Thursday, June 05, 2008
A Shemittah Miracle
For nine years it sat in the backyard and did nothing more than produce a few leaves. Then, two years ago, we were amazed to discover that this mongrel tree was really an apricot tree. Sadly, I soon discovered that the fruit was full of worms. The local gardener, Roni, explained that it I act against the egg-bearing flies by the following Pesach, the fruit would be OK.
So, the following Pesach, I spent NIS100 for yellow sticky pads and hung them all around the tree. The results were cosi-cosi. We harvested about 20 apricots, got to take Terumot and Maaserot with a blessing; but about half still had worms.
This year is Shemittah. So I did nothing (figuring that even if putting up the fly traps was allowed, why waste the NIS100, which is now worth 33% more).
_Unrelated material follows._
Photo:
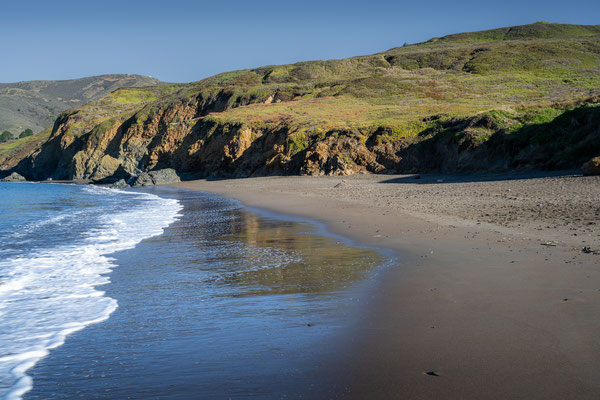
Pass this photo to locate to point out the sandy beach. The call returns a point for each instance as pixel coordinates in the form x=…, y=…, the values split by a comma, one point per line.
x=496, y=293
Then God took a hand, and the above is the result. The tree is overloaded with beautiful apricots, and nary a worm anywhere! In fact, the entire town is brimming with apricots, pomegranites and (soon) grapes. The cherry trees are sagging (except for my neighbor who scrupulously removed all of his cherries- despite Shemittah rules). It's absolutely incredible (and visually beautiful).
During Shemittah, the fruit is ownerless and anyone can partake. It belongs to all. It comes from God. The local chat list is full of e-mails declaring fruit hefker (ownerless).
It's not exactly what the Torah promised. It is, I truly believe, a sign of Divine Providence. It's a very good sign for when Shemittah becomes a Torah commandment in a few years (for the tragic reason that assimilation and religious suicide in the Diaspora will make the Jews of Eretz Yisrael the majority of World Jewry).
Lev. 25 20-22:
And if ye shall say: 'What shall we eat the seventh year? behold, we may not sow, nor gather in our increase'; then I will command My blessing upon you in the sixth year, and it shall bring forth produce for the three years. And ye shall sow the eighth year, and eat of the produce, the old store; until the ninth year, until her produce come in, ye shall eat the old store.